Trigonometric functions are fundamental in understanding oscillatory behavior in functions, and are pivotal in calculus optimization problems. For our exercise, the function given is \( y = \cot{x} - \sqrt{2} \csc{x} \). Here, \( \cot{x} \) (cotangent) is the ratio of the adjacent side to the opposite side in a right triangle, or \( \frac{\cos{x}}{\sin{x}} \). The \( \csc{x} \) (cosecant) is the reciprocal of sine, i.e., \( \csc{x} = \frac{1}{\sin{x}} \).
Knowing these relationships is crucial for understanding how the function behaves over different intervals. Especially since both \( \cot{x} \) and \( \csc{x} \) have undefined values at certain points, like when \( x = 0 \) or \( x = \pi \). Therefore, these functions directly influence the continuity and differentiability vital for finding critical points and extrema on a specified interval.

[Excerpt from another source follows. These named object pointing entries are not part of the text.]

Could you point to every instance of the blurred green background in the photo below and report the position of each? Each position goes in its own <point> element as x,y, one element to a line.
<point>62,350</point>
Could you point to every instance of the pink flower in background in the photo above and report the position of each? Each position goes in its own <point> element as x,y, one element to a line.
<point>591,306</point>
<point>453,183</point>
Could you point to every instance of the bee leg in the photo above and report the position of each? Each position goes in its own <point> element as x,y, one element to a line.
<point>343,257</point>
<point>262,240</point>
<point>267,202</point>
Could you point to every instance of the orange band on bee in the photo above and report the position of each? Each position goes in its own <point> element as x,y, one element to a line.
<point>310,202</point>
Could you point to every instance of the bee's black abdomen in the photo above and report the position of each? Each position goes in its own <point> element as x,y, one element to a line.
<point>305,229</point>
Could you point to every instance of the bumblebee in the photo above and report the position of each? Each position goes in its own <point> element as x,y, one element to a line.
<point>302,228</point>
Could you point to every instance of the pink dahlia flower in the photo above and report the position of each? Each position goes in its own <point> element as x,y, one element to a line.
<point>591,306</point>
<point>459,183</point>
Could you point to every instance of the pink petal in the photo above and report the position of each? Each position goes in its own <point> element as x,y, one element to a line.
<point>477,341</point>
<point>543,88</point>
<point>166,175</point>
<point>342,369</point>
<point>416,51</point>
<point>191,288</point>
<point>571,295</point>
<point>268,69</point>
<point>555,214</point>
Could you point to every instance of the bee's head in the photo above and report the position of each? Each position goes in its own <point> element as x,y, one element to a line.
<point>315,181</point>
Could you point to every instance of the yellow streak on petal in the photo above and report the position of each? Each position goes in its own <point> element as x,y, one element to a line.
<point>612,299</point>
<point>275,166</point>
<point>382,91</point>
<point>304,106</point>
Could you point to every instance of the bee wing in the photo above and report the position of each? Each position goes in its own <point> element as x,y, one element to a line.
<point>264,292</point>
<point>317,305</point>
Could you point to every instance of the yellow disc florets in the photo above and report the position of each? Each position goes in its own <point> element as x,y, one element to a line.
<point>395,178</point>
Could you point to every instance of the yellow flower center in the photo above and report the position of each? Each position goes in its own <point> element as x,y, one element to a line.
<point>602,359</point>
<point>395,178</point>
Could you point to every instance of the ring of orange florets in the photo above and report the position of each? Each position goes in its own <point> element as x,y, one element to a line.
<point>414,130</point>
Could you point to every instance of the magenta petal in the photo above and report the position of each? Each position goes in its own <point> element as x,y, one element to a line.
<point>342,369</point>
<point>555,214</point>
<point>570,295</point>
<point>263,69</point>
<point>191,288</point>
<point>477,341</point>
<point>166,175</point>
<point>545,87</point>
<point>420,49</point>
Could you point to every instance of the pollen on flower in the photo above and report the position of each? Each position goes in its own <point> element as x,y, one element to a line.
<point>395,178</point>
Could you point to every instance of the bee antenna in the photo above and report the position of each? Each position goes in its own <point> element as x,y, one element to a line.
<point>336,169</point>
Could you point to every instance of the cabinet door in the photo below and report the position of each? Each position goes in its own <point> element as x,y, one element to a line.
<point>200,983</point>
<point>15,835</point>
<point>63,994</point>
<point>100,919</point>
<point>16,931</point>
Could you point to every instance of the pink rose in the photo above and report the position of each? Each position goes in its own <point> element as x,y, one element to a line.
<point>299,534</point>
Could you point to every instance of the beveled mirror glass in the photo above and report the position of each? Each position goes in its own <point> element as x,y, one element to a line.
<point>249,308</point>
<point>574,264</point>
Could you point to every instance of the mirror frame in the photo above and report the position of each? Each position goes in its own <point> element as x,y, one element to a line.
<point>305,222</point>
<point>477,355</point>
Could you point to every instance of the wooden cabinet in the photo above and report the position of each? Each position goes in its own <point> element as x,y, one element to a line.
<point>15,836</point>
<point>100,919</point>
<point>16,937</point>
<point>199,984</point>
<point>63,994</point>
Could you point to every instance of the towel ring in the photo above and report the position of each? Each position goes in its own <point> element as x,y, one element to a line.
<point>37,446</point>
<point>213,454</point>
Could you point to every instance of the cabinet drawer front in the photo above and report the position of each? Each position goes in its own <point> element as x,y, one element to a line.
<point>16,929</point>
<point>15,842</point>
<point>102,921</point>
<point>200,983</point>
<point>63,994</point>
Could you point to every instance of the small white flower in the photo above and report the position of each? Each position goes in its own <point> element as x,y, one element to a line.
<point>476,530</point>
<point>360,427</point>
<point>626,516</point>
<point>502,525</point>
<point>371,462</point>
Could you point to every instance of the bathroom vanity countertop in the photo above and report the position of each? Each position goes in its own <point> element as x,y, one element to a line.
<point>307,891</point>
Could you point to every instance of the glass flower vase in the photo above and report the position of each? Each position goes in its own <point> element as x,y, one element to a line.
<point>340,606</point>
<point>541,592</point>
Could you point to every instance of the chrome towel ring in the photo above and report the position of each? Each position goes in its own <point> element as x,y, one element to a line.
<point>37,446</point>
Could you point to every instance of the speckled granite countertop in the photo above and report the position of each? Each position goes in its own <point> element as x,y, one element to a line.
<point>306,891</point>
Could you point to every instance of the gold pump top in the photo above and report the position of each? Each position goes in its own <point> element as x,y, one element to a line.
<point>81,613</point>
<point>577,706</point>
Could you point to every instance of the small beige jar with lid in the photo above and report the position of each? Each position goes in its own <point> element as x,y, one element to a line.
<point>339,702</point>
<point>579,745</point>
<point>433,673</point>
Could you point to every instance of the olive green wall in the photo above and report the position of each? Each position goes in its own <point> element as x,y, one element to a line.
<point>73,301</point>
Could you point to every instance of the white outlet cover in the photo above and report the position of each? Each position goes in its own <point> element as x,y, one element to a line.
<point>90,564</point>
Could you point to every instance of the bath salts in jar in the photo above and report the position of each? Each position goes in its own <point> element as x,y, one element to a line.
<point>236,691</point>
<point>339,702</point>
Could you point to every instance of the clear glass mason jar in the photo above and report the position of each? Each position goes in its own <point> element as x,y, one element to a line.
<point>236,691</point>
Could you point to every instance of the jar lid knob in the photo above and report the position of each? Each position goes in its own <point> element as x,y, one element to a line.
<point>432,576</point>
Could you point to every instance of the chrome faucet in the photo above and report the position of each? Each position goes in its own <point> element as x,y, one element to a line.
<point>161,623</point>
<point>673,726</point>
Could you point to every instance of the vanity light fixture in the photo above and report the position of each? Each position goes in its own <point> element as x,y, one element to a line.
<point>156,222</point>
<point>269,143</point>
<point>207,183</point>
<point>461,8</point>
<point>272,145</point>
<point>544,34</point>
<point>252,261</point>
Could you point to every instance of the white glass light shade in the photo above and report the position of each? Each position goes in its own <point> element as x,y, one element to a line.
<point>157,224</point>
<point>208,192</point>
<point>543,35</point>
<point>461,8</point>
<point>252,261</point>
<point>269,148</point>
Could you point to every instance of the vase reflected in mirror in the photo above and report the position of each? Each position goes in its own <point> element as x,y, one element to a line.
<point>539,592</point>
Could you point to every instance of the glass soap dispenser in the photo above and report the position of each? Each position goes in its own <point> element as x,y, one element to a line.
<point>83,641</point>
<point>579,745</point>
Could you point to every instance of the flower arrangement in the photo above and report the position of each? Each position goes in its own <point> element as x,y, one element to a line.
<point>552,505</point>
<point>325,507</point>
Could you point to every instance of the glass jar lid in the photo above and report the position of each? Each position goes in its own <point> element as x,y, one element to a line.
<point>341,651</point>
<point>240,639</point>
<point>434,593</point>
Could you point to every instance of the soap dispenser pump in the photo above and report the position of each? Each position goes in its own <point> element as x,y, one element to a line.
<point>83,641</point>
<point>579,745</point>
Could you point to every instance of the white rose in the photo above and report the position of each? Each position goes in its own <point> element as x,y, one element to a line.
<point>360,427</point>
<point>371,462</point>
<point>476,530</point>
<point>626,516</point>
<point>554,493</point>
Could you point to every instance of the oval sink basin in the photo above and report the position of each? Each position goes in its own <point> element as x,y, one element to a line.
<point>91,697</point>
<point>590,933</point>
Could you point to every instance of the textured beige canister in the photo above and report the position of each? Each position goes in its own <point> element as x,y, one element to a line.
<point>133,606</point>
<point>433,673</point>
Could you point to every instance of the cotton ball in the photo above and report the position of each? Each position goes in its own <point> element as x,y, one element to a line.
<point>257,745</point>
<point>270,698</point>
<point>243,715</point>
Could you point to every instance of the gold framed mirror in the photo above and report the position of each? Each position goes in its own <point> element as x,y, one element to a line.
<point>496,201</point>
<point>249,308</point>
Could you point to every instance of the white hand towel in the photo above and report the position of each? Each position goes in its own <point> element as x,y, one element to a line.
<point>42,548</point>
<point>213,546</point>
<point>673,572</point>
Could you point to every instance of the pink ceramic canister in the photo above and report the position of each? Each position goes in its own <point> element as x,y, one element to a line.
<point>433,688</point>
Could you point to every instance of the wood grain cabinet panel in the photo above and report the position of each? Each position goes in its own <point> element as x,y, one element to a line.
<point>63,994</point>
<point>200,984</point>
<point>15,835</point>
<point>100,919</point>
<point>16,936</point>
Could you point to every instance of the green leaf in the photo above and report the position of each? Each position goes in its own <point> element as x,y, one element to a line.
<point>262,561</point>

Derivative calculation is essential in determining the rate of change of a function. By differentiating, we can find critical points that tell us where functions have potential maxima or minima. For \( y = \cot{x} - \sqrt{2} \csc{x} \), the derivative is calculated as:

• The derivative of \( \cot{x} \) is \( -\csc^2{x} \).
• The derivative of \( \sqrt{2} \csc{x} \) involves the chain rule and is \( \sqrt{2} \csc{x}\cot{x} \).

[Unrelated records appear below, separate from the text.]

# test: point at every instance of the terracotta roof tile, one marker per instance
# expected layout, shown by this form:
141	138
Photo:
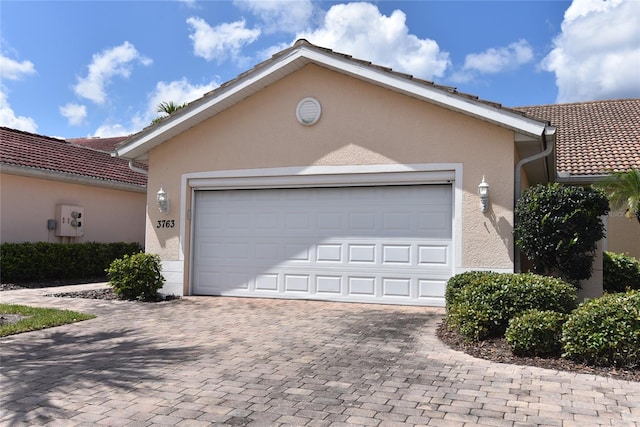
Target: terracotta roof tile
30	150
594	137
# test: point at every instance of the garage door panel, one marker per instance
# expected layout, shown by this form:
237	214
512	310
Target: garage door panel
369	244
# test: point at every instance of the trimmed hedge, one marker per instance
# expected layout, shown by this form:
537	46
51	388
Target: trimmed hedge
459	281
605	331
42	261
136	277
536	333
483	308
620	272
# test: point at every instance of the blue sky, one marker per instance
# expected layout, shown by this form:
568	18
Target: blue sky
100	68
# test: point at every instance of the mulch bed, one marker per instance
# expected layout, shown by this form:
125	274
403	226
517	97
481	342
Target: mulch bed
497	350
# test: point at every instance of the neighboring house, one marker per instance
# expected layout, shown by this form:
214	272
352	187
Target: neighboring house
315	175
595	138
45	180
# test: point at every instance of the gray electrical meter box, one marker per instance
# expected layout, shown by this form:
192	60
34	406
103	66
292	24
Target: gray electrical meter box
70	221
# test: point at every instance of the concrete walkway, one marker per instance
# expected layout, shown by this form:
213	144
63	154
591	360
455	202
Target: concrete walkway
203	361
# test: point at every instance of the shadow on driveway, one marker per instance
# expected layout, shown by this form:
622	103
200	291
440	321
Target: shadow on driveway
46	378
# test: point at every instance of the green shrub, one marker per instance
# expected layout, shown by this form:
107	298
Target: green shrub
459	281
620	272
558	228
136	277
483	309
605	331
536	333
42	261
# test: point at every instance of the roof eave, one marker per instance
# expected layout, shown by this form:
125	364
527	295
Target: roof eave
137	146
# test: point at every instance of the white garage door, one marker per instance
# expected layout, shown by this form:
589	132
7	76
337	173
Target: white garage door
384	244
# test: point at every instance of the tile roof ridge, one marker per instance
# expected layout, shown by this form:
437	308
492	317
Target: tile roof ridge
37	135
595	101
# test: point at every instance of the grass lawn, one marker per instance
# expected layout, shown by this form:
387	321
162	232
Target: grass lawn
21	318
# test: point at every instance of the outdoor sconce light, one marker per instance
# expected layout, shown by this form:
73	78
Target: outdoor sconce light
163	201
483	192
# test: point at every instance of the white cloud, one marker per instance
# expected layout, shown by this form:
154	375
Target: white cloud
222	41
177	91
495	60
105	65
285	16
189	3
9	119
11	69
597	54
359	29
75	113
110	130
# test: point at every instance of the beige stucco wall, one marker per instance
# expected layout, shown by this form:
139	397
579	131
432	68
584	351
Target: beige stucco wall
623	235
26	203
361	124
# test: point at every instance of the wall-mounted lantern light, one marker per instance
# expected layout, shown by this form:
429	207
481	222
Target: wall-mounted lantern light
163	201
483	192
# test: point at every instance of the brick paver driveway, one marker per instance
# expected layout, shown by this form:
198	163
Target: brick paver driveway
228	361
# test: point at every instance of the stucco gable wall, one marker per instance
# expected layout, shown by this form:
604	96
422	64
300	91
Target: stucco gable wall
26	203
361	124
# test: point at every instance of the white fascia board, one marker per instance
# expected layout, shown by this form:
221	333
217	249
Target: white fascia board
434	95
280	67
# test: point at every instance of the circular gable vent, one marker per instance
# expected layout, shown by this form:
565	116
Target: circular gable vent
308	111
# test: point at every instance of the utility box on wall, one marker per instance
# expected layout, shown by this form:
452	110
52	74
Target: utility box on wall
70	221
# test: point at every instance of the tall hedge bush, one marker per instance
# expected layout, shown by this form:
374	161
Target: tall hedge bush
605	331
483	309
42	261
136	277
620	272
558	228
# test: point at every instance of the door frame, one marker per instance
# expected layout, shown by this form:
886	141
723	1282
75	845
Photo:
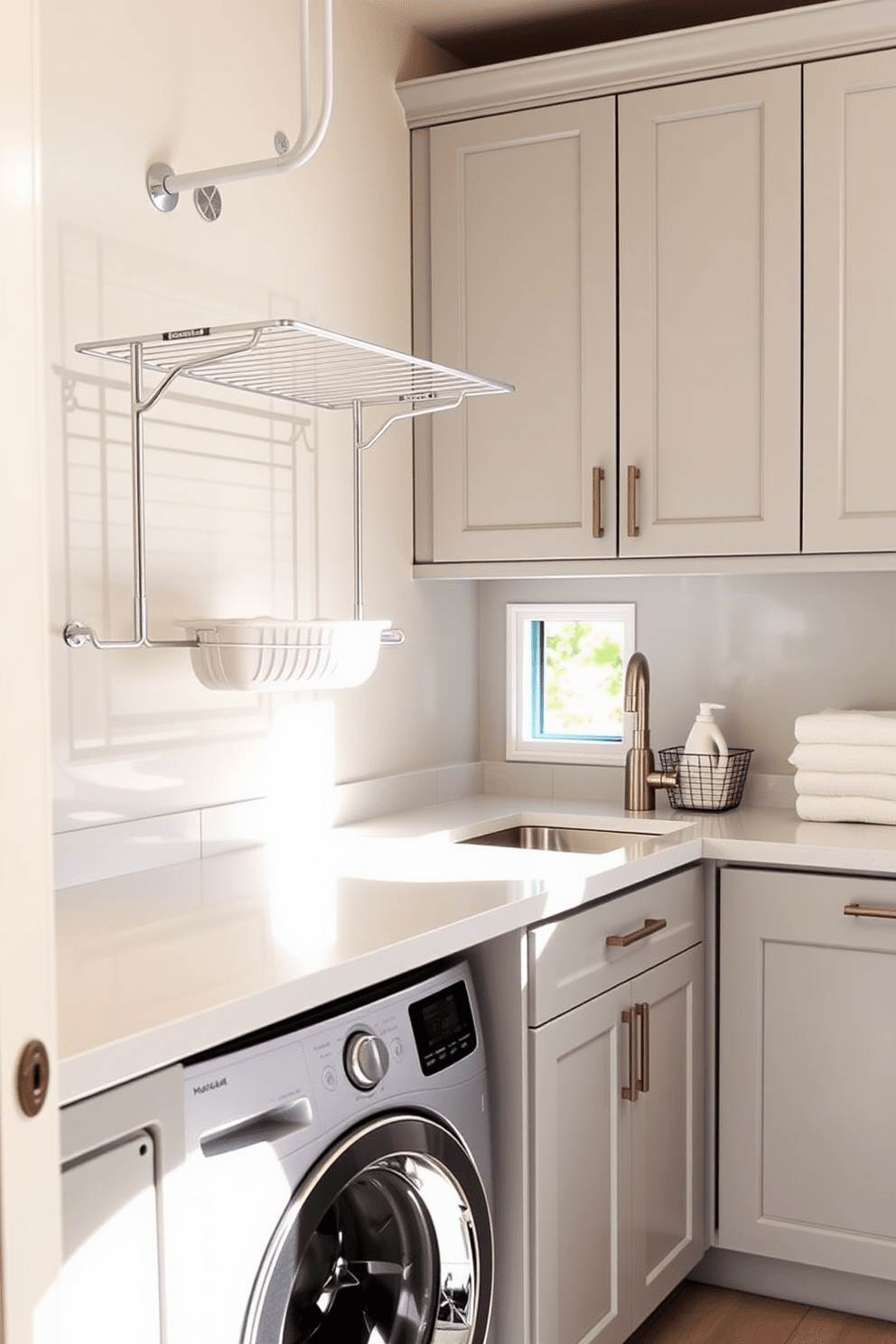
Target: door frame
30	1187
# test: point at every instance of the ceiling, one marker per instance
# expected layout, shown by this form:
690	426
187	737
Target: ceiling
477	33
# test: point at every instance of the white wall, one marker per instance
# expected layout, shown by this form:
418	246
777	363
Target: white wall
767	647
239	522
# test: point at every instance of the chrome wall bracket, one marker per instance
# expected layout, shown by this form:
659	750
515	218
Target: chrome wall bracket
164	184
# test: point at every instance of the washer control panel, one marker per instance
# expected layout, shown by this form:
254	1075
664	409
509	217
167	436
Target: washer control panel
443	1027
313	1078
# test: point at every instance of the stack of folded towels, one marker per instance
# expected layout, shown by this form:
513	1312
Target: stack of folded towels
846	766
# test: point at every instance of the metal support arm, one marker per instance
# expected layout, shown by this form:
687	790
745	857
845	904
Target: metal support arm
164	184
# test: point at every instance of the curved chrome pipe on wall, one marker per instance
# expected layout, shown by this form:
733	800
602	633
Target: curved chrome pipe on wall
164	184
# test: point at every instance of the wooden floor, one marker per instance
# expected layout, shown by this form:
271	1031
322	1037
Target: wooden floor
703	1315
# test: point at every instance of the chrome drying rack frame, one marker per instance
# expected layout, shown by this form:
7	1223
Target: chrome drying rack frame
293	362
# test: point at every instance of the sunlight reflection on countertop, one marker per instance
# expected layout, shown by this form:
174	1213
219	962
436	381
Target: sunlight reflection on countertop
162	964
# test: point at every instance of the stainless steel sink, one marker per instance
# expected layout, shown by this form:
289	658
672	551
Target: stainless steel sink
565	839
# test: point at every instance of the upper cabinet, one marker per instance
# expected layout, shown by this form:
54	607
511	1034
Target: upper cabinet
849	406
711	375
710	316
523	269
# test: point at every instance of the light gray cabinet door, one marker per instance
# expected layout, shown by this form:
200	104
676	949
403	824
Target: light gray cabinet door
523	289
807	1069
618	1171
710	316
849	468
582	1167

Putting it all together, we have the derivative: \( y' = -\csc^2{x} + \sqrt{2}\csc{x}\cot{x} \). This derivative is crucial for pinpointing where the function's rate of change is zero, indicating potential maxima or minima on the interval \( 0 < x < \pi \). By setting the derivative equal to zero, we can further analyze these points.

Critical points analysis involves understanding where the function's derivative equals zero or is undefined. These points are where possible maxima or minima occur. After calculating the derivative for \( y = \cot{x} - \sqrt{2} \csc{x} \), we set it to zero:
\[ -\csc^2{x} + \sqrt{2}\csc{x}\cot{x} = 0 \]
By factoring, we discover that solving \( -\csc{x} + \sqrt{2}\cot{x} = 0 \) leads us to the equation \( \tan{x} = \frac{1}{\sqrt{2}} \). Thus, in the interval \( 0 < x < \pi \), the solution \( x = \frac{\pi}{4} \) emerges as a critical point. Here, evaluating \( y \) shows the function's maximum at -1, confirming that \( x = \frac{\pi}{4} \) is indeed critical for this optimization problem.

Interval evaluation is a powerful tool in calculus for verifying extremum conditions. Analyzing how a function behaves towards the endpoints of an interval ensures that we account for all maxima and minima, especially when these intervals don't include boundary points.
In this context, we checked the function behavior as \( x \to 0^+ \) and \( x \to \pi^- \):- As \( x \to 0^+ \), both \( \cot{x} \) and \( \csc{x} \) tend towards infinity, resulting in negative values.- As \( x \to \pi^- \), \( \cot{x} \) becomes \(-\infty\) and \( \csc{x} \) stays positive, indicating non-positive outcomes.
This bound-inspection reveals no maxima at interval edges, validating our earlier finding that the maximum -1 occurs at the critical point \( x = \frac{\pi}{4} \). Confirming analytical answers through graphical representation consolidates these insights, offering a visual verification.